Pleasure on deletion

Have you ever wonder how difficult is to delete some code in your service? Recently I watched The art of destroying software by Greg Young which is a good starting point to think about something that have been ringing around my current work place: "delete code is good".

Nowadays micro-services and distributed systems are trending topic in software development. It seem like if you are doing the micro-services way then you are in the right path or at least in the modern path. In my opinion is more about:
  • Know well enough the responsibilities  of each part of you system
  • Keep good balance of coupling and cohesion
  • As consequence be able to Delete Code 
Because when you have those then you can go and delete part ( or complete) of a service because: is not need anymore, want to kill some technical debt or even for the fun of recreate it from scratch with different approaches. At the end you are going to have the same system from business perspective but with less code to read, less code to test and less code to cause error. If something is not need or not used just delete it! Keep in mind that is even better if you delete code and you not need to change your tests.

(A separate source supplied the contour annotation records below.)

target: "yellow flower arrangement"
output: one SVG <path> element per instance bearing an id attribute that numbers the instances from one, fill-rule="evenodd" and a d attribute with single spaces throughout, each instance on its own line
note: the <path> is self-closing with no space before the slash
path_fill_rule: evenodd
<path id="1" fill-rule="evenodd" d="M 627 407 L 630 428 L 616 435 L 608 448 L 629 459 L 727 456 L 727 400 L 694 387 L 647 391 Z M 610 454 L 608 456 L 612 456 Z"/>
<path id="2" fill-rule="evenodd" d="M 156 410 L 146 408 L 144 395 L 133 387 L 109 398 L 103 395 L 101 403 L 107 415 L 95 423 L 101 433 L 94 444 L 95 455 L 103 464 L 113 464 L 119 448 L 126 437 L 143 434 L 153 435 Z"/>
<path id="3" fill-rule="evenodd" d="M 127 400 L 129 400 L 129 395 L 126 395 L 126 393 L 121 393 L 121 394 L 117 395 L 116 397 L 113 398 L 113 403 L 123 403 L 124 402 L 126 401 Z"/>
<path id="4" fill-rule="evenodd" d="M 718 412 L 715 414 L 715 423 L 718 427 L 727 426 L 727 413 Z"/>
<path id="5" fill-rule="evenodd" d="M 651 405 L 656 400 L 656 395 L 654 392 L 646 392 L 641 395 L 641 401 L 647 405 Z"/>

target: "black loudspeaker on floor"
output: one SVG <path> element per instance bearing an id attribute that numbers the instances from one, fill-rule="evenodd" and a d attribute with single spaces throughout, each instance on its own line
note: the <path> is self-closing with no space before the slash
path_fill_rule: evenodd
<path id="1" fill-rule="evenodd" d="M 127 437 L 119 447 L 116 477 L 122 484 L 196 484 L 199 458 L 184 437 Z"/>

I finish with some phrases of Greg Young:

Unit tests only show that the tests passed, they don’t show lack of bugs.
The definition of a refactor is: I either change my tests or my code and I only change one out of the two.
 Technical debt is not a concept business people understand.
 If you can rewrite a piece of code in a week, you can understand it in a week. 
The one big secret to great consulting: Never build big programs. 
The difference between great code and sucky code is the size of the programs. 
Don’t try to plan for future changes. Focus on the ability to completely rewrite everything from scratch when that change actually occurs
Make the decision at the last responsible moment.